Qu'est-ce que l'article 38 du Sénat, que la droite pourrait utiliser pour accélérer les débats sur les retraites?
La réforme des retraites aura-t-elle le temps d'être adoptée au Sénat? C'est l'un des enjeux majeurs de l'examen du texte dans la chambre haute, qui a débuté ce jeudi et doit se terminer le dimanche 12 mars. La droite, majoritaire au Palais du Luxembourg, pousse en ce sens, refusant que se reproduise le scénario de l'Assemblée nationale, où seuls les deux premiers articles du projet de loi ont pu être votés.
Avant même le coup d'envoi des échanges en séance publique, la majorité sénatoriale a adressé des messages à ses opposants, au cas où ils seraient tentés de reprendre la stratégie des insoumis qui ont fait patiner l'adoption du projet de loi à l'Assemblée nationale. "S'il devait y avoir une obstruction, on utilisera tout simplement tous les moyens constitutionnels et ceux de notre règlement", a prévenu Gérard Larcher, président du Sénat et issu du parti Les Républicains (LR), dans les colonnes du Figaro.
L'article 38 permet d'accélérer les débats
Même son de cloche pour Bruno Retailleau. Dans Le Parisien, le patron des sénateurs (LR), a estimé qu'il faudrait "bloquer le blocage" si les "oppositions étaient tentées par l'obstruction".
Pour l'instant, malgré des motions de rejet et une motion référendaire de la gauche, on en est loin. Au total, quelque 4700 amendements ont été déposés - la plupart par la gauche - sur ce texte au Sénat. À titre de comparaison, on en comptait environ 20.000 à l'Assemblée nationale avant l'ouverture des débats.
Néanmoins, si ceux-ci venaient à s'éterniser, la droite pourrait dégainer l'article 38 du règlement intérieur du Sénat, introduit en 2015 et jamais utilisé depuis. S'il ne fait pas partie de la Constitution comme les articles 49.3 et 47.1, cette disposition permet également d'accélérer les débats.

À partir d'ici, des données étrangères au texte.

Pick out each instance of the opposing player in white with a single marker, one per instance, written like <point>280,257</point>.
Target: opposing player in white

Elle stipule que "lorsqu'au moins deux orateurs d'avis contraires" sont intervenus dans la discussion générale d'un texte, sur un amendement, un article ou même l'ensemble du projet de loi, le président du Sénat, un président de groupe ou encore le président de la commission concernée par le texte, peut proposer la clôture, entraînant ainsi un vote à main levée des sénateurs.
"Problème constitutionnel"
Son utilisation serait "vraiment un couperet terrible", a dénoncé Patrick Kanner sur Public Sénat ce vendredi. Pour le président du groupe de sénateurs socialistes, le recours à cet article poserait "un problème constitutionnel".
"On considère un pour et un contre", a-t-il exposé, avant de souligner que cela s'applique "quelle que soit la diversité potentielle des pours et des contres." Et de questionner:
"Qui est-ce qui parle pour le contre? C'est un socialiste? C'est un vert? C'est un radical?"
De son côté Bruno Retailleau a tenu à rappeler auprès de France Info que "le règlement" du Sénat "a été approuvé par le Conseil constitutionnel. Tout en considérant que "l'obstruction est un dévoiement".